Clemente musical honors life and work of legend
When the charter plane carrying the Hall of Famer and supplies he was taking to earthquake-stricken Nicaragua crashed over the Atlantic Ocean 40 years ago, it helped to save Steriopoulos from a crash of his own.
Steriopoulos, then a 19-year-old musician in the Midwest, was on the road after a late-night New Year's Eve gig when he began to fall asleep at the wheel. It was the news of Clemente's death that startled him.
"While I was on the turnpike, with my chin on my chest, an announcement came on the radio that a plane carrying Roberto Clemente had gone down at sea and everybody was dead," Steriopoulos said. "The shock of hearing it snapped me out of my stupor, my dead sleep."
Steriopoulos was driving a van down the highway and, at high speed, came so close to slamming into the back of an 18-wheel gasoline tanker, he says he couldn't see its license plate feet in front of him.
He stood on the brakes, he said, as the van swerved, spun, tumbled over the median and into the opposite side of the highway where he avoided further disaster.
"In the very real sense," Steriopoulos said, "Clemente's death was responsible for saving my life."
Thursday at Pearl Studios, Steriopoulos led a group of actors in a staged reading of "21," a musical about Clemente's life. The writer/musician hopes the production and the story can inspire others the way Clemente inspired him.
"[Clemente] had a saying which was, 'If a man has a chance to make a difference in life, but doesn't, then he hasn't really been here,'" Steriopoulos said. "So all my life, I always kind of thought, sometimes you make a difference in peoples' lives and they don't even know it. How crazy is it, for a guy to say that, and in my case, the difference he made in my life was to save my life and he was dead and couldn't even know it."
Steriopoulos began writing about Clemente's life in story form before it grew longer, and he eventually put it to music.
"Here we are five years later," he said.
The reading, at Pearl Studios in New York, was held with hopes that enough investors and supporters would climb on board and usher the production on to the next stages.
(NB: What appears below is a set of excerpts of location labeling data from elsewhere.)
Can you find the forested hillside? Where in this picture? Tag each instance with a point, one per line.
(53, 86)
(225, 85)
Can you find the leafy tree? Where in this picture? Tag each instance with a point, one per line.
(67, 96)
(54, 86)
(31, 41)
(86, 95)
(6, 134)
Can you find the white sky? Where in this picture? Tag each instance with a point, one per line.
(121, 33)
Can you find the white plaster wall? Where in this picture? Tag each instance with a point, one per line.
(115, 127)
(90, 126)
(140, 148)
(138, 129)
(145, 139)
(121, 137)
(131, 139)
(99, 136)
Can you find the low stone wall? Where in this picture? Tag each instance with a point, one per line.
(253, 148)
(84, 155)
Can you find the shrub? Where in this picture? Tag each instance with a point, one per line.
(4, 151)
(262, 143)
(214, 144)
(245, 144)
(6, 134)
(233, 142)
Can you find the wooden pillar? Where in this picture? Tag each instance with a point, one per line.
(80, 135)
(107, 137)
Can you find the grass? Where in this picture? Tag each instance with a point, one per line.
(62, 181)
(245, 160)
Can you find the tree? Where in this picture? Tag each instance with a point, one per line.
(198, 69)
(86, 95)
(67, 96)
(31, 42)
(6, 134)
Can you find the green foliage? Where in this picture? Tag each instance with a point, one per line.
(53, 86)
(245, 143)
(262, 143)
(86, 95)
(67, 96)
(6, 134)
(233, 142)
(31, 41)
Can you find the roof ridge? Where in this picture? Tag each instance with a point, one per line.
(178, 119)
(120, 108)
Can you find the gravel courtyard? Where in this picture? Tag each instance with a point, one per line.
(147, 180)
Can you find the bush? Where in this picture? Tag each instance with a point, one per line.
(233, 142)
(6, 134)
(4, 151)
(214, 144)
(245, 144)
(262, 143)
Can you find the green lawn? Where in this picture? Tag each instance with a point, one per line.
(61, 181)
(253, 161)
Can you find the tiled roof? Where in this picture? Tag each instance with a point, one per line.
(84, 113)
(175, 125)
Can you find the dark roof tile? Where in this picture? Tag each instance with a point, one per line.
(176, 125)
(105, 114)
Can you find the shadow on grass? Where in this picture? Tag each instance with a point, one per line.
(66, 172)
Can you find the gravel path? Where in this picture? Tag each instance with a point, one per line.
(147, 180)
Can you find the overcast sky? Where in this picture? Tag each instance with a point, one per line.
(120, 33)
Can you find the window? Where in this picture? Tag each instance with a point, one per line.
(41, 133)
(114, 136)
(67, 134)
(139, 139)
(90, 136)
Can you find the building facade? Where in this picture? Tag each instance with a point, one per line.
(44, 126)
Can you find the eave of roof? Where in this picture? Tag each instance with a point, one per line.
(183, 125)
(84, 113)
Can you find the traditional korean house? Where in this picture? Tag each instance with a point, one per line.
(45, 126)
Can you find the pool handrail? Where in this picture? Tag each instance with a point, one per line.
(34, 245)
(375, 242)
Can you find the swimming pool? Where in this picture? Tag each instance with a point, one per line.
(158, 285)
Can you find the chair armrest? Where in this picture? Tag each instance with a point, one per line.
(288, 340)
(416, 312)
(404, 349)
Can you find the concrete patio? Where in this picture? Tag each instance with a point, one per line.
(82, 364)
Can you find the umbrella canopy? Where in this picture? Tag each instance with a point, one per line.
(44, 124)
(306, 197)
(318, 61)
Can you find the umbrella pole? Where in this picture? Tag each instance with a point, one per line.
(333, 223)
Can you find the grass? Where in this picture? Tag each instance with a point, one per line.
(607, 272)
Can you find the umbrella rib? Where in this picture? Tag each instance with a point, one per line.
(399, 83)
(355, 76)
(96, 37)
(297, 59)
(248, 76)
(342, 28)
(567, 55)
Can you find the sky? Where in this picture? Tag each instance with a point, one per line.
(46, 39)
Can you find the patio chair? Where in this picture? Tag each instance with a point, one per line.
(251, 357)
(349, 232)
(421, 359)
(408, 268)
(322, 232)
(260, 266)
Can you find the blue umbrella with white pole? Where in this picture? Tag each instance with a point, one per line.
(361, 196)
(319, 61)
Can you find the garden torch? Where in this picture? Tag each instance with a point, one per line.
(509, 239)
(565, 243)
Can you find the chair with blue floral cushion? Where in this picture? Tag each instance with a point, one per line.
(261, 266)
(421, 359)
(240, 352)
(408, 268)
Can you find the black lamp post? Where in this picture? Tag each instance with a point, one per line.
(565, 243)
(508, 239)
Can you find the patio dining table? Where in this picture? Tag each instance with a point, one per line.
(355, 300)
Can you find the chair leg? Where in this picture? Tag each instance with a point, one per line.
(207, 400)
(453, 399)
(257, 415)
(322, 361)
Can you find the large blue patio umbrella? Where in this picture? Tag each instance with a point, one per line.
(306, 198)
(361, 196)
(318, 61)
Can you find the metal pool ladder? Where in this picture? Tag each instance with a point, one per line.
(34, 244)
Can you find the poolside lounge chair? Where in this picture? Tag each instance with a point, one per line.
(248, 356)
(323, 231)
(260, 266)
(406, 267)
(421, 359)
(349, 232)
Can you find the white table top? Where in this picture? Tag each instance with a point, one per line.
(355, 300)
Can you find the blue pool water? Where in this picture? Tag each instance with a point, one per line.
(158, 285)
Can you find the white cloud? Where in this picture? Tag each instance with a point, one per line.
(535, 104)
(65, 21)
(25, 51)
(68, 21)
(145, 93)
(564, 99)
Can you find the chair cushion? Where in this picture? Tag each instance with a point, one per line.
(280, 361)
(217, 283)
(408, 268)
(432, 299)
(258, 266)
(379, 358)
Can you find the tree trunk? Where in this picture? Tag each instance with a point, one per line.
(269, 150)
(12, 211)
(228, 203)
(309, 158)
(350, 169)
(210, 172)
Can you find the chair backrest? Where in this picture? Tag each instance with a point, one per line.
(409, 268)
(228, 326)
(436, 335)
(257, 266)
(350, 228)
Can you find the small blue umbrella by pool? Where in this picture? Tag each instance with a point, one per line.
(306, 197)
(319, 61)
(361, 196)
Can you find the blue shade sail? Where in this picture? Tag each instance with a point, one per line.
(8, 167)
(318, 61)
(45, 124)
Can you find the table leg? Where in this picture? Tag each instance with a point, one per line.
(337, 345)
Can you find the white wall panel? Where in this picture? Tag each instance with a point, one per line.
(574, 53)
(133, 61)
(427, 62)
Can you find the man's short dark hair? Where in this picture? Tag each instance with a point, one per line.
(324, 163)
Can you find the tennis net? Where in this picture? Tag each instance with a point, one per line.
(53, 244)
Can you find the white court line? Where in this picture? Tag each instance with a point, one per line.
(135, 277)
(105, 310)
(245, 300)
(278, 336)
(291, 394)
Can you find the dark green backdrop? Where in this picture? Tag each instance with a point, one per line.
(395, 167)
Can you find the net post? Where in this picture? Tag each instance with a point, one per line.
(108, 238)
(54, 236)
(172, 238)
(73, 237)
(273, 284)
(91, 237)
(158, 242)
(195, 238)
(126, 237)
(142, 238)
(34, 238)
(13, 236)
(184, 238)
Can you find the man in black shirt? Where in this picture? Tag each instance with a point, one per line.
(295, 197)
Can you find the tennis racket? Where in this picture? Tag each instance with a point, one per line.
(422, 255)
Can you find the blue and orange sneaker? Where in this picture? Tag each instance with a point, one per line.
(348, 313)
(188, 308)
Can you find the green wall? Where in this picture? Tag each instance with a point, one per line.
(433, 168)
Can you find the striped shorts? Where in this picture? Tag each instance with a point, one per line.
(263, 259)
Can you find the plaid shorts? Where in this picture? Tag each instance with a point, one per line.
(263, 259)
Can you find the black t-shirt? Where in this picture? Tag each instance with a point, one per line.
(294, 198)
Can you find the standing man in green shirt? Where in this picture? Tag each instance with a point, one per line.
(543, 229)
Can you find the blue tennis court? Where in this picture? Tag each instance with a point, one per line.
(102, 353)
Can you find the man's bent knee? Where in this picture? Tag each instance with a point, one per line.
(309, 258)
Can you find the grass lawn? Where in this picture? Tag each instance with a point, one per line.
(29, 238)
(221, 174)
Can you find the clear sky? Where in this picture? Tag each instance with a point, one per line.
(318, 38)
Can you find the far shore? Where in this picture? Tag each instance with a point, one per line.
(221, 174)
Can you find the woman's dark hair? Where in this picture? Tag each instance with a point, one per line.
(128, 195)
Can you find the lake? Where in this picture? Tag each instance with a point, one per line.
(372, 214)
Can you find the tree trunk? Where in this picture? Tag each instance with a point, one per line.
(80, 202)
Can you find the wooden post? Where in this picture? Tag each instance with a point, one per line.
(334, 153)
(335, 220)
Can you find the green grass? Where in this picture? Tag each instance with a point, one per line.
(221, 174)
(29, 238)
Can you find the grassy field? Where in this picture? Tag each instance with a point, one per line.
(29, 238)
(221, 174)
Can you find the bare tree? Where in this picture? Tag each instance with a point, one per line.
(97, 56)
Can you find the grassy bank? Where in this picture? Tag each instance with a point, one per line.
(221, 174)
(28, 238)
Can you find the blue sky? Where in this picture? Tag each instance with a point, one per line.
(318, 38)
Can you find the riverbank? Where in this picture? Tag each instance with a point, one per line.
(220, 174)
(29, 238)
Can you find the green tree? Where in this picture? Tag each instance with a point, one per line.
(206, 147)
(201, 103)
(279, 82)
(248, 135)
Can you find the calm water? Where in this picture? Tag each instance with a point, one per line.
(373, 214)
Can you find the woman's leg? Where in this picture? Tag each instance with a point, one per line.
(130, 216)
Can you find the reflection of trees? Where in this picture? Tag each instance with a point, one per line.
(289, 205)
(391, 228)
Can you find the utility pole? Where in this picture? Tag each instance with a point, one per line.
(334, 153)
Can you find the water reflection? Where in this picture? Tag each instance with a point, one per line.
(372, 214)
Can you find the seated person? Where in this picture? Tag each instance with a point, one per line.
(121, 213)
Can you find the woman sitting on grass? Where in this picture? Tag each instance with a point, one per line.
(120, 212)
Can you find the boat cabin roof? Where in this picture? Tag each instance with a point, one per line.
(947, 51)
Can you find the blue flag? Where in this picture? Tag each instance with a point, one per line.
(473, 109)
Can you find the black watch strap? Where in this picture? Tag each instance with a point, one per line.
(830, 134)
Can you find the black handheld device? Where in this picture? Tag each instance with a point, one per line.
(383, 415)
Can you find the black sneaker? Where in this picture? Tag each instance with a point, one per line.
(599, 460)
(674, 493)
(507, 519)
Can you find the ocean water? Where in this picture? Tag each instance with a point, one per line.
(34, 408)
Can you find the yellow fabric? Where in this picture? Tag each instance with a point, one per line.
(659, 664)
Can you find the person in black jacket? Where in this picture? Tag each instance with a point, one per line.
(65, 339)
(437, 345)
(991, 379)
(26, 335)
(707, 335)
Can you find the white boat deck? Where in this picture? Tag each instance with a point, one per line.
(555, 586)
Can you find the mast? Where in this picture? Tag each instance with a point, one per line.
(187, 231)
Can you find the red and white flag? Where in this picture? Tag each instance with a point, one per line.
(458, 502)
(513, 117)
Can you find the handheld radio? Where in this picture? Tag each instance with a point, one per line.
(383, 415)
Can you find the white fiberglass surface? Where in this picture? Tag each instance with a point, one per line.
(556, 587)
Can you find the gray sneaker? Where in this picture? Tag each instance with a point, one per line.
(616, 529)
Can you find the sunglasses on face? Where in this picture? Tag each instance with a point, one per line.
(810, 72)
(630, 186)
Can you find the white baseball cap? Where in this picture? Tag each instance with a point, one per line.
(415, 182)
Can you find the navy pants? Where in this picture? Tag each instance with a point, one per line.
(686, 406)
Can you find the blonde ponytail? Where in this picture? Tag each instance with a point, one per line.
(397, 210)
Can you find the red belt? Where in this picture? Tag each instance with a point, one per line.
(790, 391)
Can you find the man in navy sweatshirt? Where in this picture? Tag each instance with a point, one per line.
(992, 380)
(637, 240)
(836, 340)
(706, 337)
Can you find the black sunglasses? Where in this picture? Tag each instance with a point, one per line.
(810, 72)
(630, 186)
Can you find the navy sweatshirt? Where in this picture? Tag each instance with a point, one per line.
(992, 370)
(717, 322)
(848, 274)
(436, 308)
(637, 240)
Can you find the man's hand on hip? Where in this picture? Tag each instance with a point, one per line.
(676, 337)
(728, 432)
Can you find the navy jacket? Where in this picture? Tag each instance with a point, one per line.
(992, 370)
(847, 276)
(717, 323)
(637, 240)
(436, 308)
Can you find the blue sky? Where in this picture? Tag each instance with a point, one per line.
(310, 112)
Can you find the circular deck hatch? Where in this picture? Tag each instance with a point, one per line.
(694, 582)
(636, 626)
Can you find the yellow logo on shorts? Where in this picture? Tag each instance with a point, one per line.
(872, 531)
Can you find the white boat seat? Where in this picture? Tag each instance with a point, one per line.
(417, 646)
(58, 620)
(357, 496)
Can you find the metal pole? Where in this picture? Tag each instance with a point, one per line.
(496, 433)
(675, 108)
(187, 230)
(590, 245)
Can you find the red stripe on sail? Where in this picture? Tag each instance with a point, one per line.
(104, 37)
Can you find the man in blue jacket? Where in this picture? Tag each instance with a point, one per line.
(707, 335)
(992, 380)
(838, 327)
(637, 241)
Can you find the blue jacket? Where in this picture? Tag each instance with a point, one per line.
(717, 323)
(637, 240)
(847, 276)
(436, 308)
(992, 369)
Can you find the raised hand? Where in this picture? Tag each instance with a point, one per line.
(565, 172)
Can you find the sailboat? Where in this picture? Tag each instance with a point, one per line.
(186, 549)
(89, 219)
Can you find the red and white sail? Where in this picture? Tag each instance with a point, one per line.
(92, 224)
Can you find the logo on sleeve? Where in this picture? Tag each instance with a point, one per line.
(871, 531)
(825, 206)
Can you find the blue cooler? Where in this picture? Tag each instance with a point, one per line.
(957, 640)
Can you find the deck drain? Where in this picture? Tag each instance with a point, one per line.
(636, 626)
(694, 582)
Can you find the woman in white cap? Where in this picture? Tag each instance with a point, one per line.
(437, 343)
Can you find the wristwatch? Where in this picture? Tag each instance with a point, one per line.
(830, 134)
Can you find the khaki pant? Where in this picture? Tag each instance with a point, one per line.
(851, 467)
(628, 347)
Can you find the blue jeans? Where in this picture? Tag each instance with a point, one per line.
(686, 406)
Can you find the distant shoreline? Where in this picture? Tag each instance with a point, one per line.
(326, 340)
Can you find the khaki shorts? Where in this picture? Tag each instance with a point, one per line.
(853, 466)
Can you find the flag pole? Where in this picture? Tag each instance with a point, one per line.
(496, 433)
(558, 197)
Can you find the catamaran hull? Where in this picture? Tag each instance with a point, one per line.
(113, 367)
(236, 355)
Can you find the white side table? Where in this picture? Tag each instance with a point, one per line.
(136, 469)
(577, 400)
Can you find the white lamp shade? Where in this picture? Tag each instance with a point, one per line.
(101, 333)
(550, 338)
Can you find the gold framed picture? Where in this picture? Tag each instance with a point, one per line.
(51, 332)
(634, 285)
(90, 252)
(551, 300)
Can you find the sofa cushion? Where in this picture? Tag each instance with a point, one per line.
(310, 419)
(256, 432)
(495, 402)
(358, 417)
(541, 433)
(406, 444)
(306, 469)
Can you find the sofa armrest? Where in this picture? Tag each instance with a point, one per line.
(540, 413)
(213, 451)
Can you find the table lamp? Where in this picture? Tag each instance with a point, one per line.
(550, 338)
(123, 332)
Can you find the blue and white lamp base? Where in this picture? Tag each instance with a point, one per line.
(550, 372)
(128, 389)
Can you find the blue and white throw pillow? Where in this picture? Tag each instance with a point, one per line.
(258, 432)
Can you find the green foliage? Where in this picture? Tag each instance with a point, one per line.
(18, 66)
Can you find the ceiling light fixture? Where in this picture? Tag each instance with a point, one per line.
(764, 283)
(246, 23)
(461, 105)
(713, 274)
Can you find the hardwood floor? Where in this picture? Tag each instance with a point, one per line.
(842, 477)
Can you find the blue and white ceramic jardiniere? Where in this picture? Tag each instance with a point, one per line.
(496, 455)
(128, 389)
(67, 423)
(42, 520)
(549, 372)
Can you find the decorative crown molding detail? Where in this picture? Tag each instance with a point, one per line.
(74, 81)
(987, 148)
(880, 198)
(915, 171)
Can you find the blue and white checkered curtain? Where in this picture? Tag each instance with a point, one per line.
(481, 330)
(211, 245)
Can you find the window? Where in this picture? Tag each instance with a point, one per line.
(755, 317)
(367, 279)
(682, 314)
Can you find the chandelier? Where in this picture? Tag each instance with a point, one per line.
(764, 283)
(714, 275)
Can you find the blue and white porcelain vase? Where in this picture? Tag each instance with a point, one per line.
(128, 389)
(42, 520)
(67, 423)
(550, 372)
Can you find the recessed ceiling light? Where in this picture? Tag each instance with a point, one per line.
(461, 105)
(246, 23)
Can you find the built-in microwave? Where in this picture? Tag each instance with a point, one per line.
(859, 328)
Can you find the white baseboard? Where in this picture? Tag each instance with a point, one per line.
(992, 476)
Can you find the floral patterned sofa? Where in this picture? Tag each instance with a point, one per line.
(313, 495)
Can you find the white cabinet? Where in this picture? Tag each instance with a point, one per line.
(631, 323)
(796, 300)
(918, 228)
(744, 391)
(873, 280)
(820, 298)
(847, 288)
Ideally, a workshop would come next, followed by regional productions and then perhaps a Broadway run.
The 12-person production featured Kyle Robert Carter reading as Clemente, Gizel Jimenez reading as his wife, Vera, and Famecia Ward reading in a prominent role as Clemente's deceased sister, Anairis.
After his death on Dec. 31, 1972, at the age of 38, Clemente was posthumously inducted into the Hall of Fame as one of baseball's most legendary players. He's known for his play on the field -- he was a 15-time All-Star right fielder, a World Series and National League MVP and two-time World Series champ -- but also for his philanthropy off it and for the love he held for his home country of Puerto Rico.
The performance tells a somewhat mystical tale of Clemente's life and emergence as one of baseball's most beloved superstars and the unique bond he held with his sister, who died when he was a young boy.
Steriopoulos wrote the book, music and lyrics. Jerry Dixon directs, John DiPinto is the music director and Shannon McGough is the stage manager.
"We've gone through several drafts and ways of telling this story from different points of view," Steriopoulos said. "Everybody always just focuses on the ballplaying. But the fact is that there's a deep, rich story behind who he was as a man. We're trying to show that he's inevitably linked with baseball and where he came from, but also his family and what that culture was like. This is what made him.
"It is baseball, but it's much more."